The CHAIR said, the question would be taken on each of these sections.

Mr. INGERSOLL rose and said, that his object in offering this amend ment, was to substitute a complete judicial system; to establish the jurisdiction of the supreme court-the jurisdiction of the county courts, and the jurisdiction of the justices of the peace; and to superadd to all this, a constitutional provision for the employment of a reporter to take down the proceedings of the supreme court. How far this substitute interfered with the section reported by the minority of the committee on the judiciary, he was not yet able to see, inasmuch as the matter had come up rather more suddenly than he had anticipated. His object, in submitting the amendment at this time, was to take the sense of the convention on a question of far more vast importance than any question of tenure, and to introduce what he deemed a better system as a substitute for several other propositions which he supposed would be offered. He moved this as an amendment to the whole.

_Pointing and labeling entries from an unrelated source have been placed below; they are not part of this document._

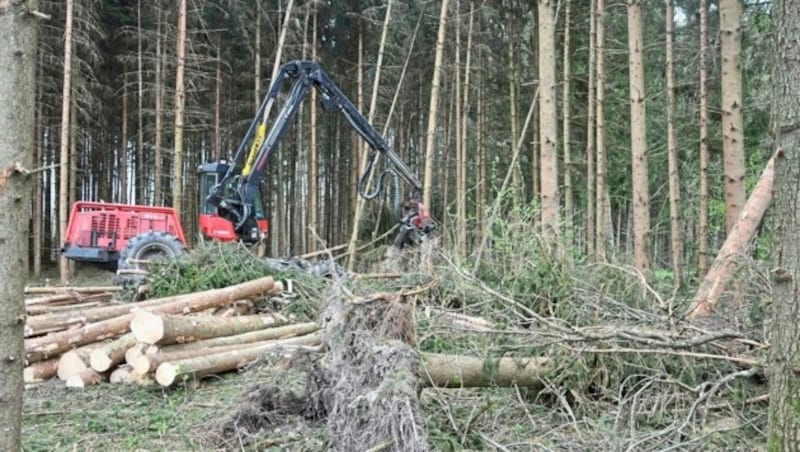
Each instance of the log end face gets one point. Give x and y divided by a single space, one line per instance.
166 374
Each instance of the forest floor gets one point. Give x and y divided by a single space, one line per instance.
622 381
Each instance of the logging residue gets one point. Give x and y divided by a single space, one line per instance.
364 390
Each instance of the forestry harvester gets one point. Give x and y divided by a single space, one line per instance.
126 236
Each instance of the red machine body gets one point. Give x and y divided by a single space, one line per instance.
98 231
214 227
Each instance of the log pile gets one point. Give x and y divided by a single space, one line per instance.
82 337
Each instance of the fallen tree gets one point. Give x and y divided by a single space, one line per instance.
53 344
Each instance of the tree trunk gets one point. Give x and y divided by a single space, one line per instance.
159 95
106 356
730 18
40 348
707 295
430 134
603 215
784 337
453 371
141 169
63 176
702 213
676 234
154 329
641 195
591 174
569 202
123 145
313 160
461 189
169 372
373 105
180 103
18 35
548 120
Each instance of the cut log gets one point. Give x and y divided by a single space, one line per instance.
170 372
71 289
43 370
64 300
121 375
134 352
39 348
456 371
281 332
162 329
40 309
149 362
714 282
74 361
108 355
83 379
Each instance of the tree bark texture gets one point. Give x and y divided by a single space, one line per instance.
18 34
784 387
63 170
730 23
548 120
641 196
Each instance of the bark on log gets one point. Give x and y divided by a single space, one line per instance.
707 295
457 371
134 352
170 372
121 375
39 348
74 362
40 309
108 355
64 300
162 329
83 379
43 370
149 362
281 332
71 289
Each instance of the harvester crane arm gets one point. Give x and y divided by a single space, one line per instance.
234 195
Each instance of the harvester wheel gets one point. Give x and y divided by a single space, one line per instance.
143 249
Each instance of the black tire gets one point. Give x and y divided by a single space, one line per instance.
147 246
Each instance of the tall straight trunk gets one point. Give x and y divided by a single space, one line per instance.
373 106
569 202
461 189
730 12
141 168
159 94
430 134
63 187
784 338
460 244
257 61
481 198
313 171
516 181
641 196
39 160
18 34
603 217
123 144
591 206
548 120
217 94
180 104
702 229
676 234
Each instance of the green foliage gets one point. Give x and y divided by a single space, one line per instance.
210 265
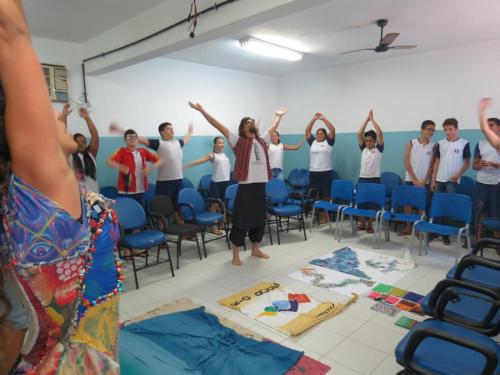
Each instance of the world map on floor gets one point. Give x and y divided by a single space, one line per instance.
349 270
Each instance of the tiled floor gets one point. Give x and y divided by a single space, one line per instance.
358 341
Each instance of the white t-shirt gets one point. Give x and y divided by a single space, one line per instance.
370 161
139 175
257 169
488 175
222 167
452 155
320 154
171 154
420 158
275 153
88 182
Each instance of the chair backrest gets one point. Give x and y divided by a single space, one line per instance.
162 204
342 190
390 179
230 196
186 182
370 193
276 191
205 182
110 192
149 194
452 205
192 197
130 213
466 186
408 195
298 178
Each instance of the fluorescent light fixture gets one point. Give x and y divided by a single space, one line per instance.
261 47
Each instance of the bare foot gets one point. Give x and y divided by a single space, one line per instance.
259 254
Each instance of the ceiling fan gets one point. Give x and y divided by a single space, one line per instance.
385 41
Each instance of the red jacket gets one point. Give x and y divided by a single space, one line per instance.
126 157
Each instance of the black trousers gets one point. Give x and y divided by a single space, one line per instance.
249 214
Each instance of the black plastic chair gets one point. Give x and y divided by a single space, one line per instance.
162 212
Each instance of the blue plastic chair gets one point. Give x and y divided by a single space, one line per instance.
299 188
204 185
187 183
365 193
404 196
446 205
468 305
390 180
435 347
277 196
110 192
194 209
341 197
134 236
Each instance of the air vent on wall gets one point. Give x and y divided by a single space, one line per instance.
56 77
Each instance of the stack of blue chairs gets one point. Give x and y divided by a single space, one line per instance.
465 313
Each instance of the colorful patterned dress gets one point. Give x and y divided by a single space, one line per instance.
68 279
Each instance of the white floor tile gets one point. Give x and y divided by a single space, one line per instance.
357 356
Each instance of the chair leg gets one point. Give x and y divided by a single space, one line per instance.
134 269
178 249
198 246
312 221
170 259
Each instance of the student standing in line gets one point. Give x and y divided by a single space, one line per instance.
84 160
131 161
487 163
221 175
491 136
252 170
276 151
419 161
320 159
371 144
452 160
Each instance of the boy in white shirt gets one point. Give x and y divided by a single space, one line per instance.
452 160
487 163
371 144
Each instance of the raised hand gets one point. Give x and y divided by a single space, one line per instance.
281 112
196 106
83 113
485 103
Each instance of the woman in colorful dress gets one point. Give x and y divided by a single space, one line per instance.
59 271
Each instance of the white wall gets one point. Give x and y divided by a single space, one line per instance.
402 91
144 95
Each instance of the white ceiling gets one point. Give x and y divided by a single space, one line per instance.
341 25
80 20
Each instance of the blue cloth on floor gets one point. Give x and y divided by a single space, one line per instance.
202 344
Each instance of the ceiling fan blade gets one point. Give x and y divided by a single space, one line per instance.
388 39
403 47
357 50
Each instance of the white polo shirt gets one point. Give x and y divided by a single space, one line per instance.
452 156
275 153
171 154
222 167
320 154
370 161
488 175
420 158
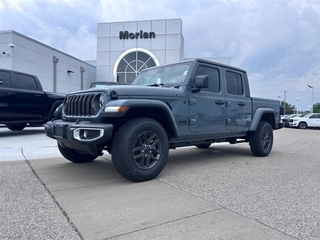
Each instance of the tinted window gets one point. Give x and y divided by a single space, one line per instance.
5 79
214 80
22 81
234 83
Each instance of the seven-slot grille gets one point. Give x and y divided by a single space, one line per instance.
80 105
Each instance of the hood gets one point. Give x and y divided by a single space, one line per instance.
134 90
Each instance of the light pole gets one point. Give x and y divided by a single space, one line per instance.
311 98
297 100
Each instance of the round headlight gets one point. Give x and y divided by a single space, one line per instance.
102 100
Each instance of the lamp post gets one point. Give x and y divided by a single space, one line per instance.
297 100
311 97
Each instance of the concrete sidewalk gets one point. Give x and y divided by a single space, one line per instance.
41 192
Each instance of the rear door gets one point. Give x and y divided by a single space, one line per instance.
238 102
29 99
206 107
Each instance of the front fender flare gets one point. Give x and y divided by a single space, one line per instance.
132 103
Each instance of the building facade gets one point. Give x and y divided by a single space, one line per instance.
126 48
123 50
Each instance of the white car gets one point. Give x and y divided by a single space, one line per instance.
311 120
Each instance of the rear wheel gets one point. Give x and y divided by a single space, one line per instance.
140 149
16 127
74 156
261 140
302 125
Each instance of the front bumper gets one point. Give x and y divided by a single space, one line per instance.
82 136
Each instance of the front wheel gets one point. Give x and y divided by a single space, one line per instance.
74 156
140 149
261 140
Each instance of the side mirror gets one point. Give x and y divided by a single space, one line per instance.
202 81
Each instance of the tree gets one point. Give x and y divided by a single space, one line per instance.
316 107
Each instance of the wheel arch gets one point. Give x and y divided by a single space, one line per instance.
263 114
154 109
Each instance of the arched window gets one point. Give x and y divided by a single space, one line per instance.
131 64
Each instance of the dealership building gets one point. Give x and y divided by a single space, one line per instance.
123 50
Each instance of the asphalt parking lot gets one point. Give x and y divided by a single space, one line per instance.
223 192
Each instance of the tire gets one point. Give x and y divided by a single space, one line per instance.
261 140
16 127
74 156
204 145
302 125
140 149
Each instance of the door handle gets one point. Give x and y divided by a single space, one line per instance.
219 102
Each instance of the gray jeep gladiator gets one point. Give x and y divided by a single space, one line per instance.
190 103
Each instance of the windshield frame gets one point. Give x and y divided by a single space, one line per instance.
165 75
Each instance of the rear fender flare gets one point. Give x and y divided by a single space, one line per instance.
258 115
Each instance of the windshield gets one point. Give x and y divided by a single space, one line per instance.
174 74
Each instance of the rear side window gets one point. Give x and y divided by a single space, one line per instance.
234 83
5 79
26 82
214 80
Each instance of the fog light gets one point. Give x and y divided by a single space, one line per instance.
88 134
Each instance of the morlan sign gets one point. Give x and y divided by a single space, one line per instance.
136 35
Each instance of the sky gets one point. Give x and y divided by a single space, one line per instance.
276 41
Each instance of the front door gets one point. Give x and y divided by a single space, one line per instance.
206 107
238 102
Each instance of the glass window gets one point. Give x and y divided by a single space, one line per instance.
234 83
214 80
25 82
132 64
5 79
169 75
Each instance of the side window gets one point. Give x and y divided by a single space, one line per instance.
214 79
25 82
5 79
234 83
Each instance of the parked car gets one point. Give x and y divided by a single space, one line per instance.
311 120
285 119
195 102
23 101
103 84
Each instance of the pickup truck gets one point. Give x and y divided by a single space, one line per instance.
190 103
23 101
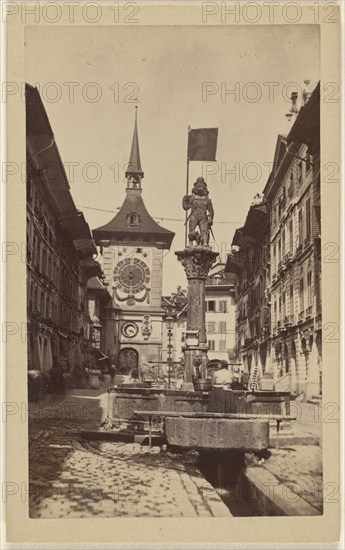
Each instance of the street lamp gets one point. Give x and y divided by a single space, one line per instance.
169 319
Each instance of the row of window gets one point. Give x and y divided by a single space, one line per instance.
216 328
287 242
42 303
284 305
294 179
221 345
216 306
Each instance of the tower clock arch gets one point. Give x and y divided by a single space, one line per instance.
132 246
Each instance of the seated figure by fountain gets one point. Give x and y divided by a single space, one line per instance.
201 213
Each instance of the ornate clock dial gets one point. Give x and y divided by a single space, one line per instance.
131 275
130 329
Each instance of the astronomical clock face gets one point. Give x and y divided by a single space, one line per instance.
130 329
131 278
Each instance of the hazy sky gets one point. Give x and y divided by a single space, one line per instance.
166 69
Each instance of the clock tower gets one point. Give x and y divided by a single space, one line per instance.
132 246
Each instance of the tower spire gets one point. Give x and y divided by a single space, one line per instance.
134 173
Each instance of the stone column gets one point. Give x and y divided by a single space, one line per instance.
197 261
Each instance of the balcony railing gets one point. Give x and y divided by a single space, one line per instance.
299 249
288 257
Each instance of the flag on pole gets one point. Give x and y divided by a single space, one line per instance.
202 144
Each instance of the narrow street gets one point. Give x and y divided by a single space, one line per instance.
74 478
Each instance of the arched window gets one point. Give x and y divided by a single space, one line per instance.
133 219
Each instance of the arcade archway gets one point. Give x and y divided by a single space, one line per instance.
128 360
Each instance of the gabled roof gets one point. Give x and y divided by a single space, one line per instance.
306 128
119 227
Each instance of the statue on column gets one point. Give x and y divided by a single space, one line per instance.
201 213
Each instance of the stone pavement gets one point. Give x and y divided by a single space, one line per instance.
74 478
299 466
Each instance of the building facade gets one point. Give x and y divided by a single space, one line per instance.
220 314
132 245
219 317
279 305
60 252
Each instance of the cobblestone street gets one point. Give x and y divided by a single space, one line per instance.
74 478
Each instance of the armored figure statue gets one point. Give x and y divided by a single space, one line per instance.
201 213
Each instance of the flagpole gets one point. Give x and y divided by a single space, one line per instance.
187 191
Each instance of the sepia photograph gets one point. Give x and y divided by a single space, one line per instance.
174 260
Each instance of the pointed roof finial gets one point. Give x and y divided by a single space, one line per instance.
134 165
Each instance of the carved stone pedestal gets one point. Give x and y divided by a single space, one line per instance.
197 262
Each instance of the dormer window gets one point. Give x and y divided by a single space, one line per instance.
133 219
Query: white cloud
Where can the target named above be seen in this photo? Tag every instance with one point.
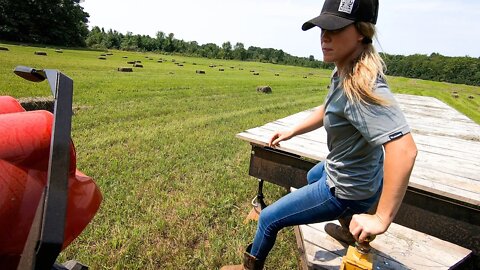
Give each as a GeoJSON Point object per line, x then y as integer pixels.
{"type": "Point", "coordinates": [405, 27]}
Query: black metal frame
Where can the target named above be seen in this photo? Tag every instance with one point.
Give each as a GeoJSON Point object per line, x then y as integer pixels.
{"type": "Point", "coordinates": [45, 239]}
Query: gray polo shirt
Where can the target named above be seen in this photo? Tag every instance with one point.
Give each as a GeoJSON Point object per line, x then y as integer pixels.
{"type": "Point", "coordinates": [355, 135]}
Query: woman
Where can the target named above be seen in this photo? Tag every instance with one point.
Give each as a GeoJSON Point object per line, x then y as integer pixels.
{"type": "Point", "coordinates": [371, 149]}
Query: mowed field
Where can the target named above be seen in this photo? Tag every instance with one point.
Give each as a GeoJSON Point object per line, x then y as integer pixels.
{"type": "Point", "coordinates": [160, 143]}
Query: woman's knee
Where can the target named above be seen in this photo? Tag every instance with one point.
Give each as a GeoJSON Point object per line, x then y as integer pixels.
{"type": "Point", "coordinates": [315, 173]}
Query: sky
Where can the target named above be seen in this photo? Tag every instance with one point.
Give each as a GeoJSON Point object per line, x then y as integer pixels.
{"type": "Point", "coordinates": [404, 27]}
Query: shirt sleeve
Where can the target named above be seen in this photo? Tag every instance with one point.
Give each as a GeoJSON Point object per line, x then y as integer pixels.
{"type": "Point", "coordinates": [378, 124]}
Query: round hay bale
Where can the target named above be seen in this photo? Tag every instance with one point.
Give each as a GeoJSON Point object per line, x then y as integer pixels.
{"type": "Point", "coordinates": [37, 103]}
{"type": "Point", "coordinates": [125, 69]}
{"type": "Point", "coordinates": [264, 89]}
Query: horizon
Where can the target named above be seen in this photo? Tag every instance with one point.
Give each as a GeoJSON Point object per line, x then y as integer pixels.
{"type": "Point", "coordinates": [250, 23]}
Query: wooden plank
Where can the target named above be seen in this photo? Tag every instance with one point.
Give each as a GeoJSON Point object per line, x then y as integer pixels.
{"type": "Point", "coordinates": [398, 248]}
{"type": "Point", "coordinates": [448, 144]}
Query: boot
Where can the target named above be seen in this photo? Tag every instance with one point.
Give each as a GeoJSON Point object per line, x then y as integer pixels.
{"type": "Point", "coordinates": [249, 262]}
{"type": "Point", "coordinates": [341, 233]}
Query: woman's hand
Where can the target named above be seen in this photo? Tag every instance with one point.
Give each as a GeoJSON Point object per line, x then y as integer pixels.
{"type": "Point", "coordinates": [280, 136]}
{"type": "Point", "coordinates": [364, 225]}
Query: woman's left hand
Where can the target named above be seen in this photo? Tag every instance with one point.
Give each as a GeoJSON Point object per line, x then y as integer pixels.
{"type": "Point", "coordinates": [365, 225]}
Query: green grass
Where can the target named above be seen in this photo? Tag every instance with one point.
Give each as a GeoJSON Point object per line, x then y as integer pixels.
{"type": "Point", "coordinates": [160, 143]}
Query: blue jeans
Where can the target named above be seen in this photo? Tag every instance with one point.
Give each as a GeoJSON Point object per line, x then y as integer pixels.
{"type": "Point", "coordinates": [312, 203]}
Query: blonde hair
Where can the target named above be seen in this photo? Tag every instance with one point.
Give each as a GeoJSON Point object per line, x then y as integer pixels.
{"type": "Point", "coordinates": [360, 76]}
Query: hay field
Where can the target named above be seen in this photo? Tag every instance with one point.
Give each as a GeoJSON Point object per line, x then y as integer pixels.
{"type": "Point", "coordinates": [160, 143]}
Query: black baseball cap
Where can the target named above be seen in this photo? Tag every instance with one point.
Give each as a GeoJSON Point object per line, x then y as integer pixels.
{"type": "Point", "coordinates": [337, 14]}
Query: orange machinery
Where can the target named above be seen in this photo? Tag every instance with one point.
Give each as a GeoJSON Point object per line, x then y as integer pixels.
{"type": "Point", "coordinates": [45, 202]}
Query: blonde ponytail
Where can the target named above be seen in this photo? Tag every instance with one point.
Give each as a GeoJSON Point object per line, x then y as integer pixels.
{"type": "Point", "coordinates": [361, 75]}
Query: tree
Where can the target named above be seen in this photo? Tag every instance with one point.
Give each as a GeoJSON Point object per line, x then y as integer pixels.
{"type": "Point", "coordinates": [227, 50]}
{"type": "Point", "coordinates": [56, 22]}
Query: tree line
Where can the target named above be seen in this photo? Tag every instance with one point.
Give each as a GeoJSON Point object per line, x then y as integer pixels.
{"type": "Point", "coordinates": [98, 38]}
{"type": "Point", "coordinates": [64, 23]}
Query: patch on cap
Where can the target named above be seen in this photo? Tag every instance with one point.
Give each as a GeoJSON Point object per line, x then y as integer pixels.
{"type": "Point", "coordinates": [346, 6]}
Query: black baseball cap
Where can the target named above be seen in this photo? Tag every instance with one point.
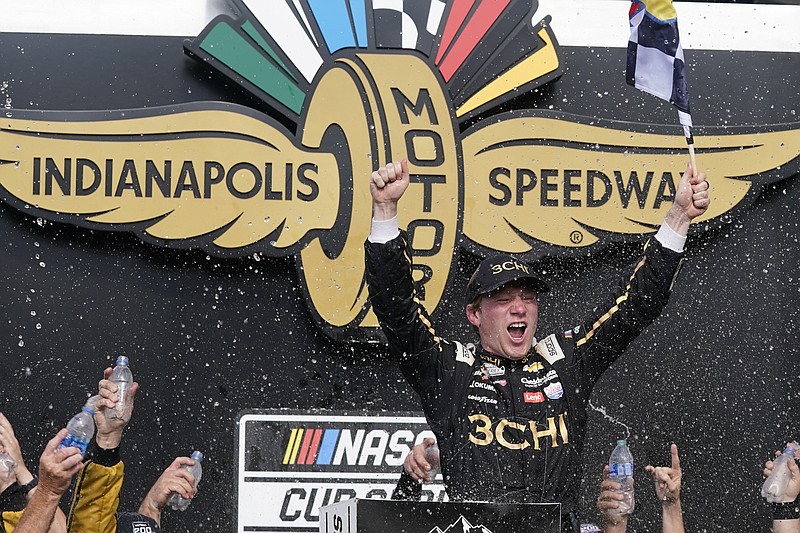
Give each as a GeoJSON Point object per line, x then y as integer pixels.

Mr. FORWARD said, he would detain the committee but a moment. He certainly could not concur in this amendment, so far as related to the supreme court consisting of fifteen judges. The idea as to the circuit court struck his (Mr. F's.) mind as being of considerable importance. This branch, he thought, would be useful. A circuit court system by which judges might travel from one place to another, without being called upon to adjudicate the cases of those in their immediate neighbor. hood.